Supporting accessibility in a time with limited education on the topic requires a skilled leader to navigate effectively. A good leader is able to work with you on your barriers, even though they have no prior training or institutional mandate to support you.
Below are examples of green flags1 to look for in a leader before deciding to reach out for their help (based on what you observe from them directly or based on what others report).
🟢 Green Flags 🟢
- They share as much information as possible
- Use their power mindfully and vigilantly
- Create conditions for motivation
- They seek to understand why something is successful as much as they look to understand why efforts were unsuccessful
- Emphasize the importance of personal responsibility
- Understand politics
Here are some red flags2 you should be weary of when disclosing to someone at work (based on what you observe from them directly or based on what others report).
🚩 Red Flags 🚩
- They share the minimum information they can get away with.
- Make you question/invalidate your perception of a situation (gaslighting).
- Share private information about colleagues and engage in gossip.
- This suggests that they may do the same to you.
- They may not treat your private medical information with the discretion it deserves.
- They struggle to regulate their emotions, including excessive empathy:
- If you share sensitive information, they may not have the mental control you need in an ally to come to a solution.

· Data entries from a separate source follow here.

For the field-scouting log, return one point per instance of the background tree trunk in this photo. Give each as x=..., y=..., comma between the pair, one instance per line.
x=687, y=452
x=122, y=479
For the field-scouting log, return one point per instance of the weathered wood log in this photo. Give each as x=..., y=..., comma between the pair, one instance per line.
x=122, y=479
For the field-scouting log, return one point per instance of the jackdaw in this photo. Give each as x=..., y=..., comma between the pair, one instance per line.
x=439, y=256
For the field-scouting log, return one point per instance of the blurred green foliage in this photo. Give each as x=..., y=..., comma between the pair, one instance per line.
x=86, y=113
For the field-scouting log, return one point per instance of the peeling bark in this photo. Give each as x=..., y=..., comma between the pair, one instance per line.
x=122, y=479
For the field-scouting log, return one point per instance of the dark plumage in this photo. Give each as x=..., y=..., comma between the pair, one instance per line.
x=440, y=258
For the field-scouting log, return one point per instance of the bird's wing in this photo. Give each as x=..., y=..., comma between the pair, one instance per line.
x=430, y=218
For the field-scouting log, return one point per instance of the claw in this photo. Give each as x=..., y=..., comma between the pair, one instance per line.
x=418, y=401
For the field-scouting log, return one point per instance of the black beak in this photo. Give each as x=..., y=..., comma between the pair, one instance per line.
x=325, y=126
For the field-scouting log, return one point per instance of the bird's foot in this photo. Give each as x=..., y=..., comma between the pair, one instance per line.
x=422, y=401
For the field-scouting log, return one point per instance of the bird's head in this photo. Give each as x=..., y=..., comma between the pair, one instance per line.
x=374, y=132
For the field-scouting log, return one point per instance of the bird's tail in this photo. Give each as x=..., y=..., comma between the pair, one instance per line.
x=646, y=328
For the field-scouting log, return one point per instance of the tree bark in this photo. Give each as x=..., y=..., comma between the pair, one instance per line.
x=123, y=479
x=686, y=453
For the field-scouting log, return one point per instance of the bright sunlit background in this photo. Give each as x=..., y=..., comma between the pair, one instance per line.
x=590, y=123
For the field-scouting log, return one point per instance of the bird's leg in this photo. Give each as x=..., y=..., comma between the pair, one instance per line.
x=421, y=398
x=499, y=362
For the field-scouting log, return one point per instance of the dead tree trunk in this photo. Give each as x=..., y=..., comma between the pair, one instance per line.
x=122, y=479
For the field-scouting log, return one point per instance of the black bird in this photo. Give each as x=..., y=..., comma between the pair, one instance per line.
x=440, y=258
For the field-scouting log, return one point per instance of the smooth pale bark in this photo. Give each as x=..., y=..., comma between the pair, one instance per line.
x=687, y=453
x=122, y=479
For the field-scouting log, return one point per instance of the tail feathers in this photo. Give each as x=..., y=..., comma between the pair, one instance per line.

- Or they may form distorted memories of your interactions and, lacking institutional training on accessibility in case they have a sudden change in heart about how they feel about helping you, they may claim that you have approached them in an unprofessional manner which exceeds the scope of their responsibilities.
- Only care about understanding why an approach has failed.
- Are political.
- Use their power thoughtlessly or impulsively.
- Use pressure, fear, and power for motivation.
- They tolerate poor behavior if the outcome is productive.
- Afraid to lose their power.
- Struggle to say “no”.
- Leaders who do not have healthy boundaries are more likely to over-commit.
- When this happens they are likely to develop resentment towards the person they help.
- When they become overwhelmed, they may change their mind about what they committed to. You may not be able to rely on them to follow through.
- Even though they care and may accept to make reasonable adjustments, consider the long-term impact that asking for their help will have on your relationship.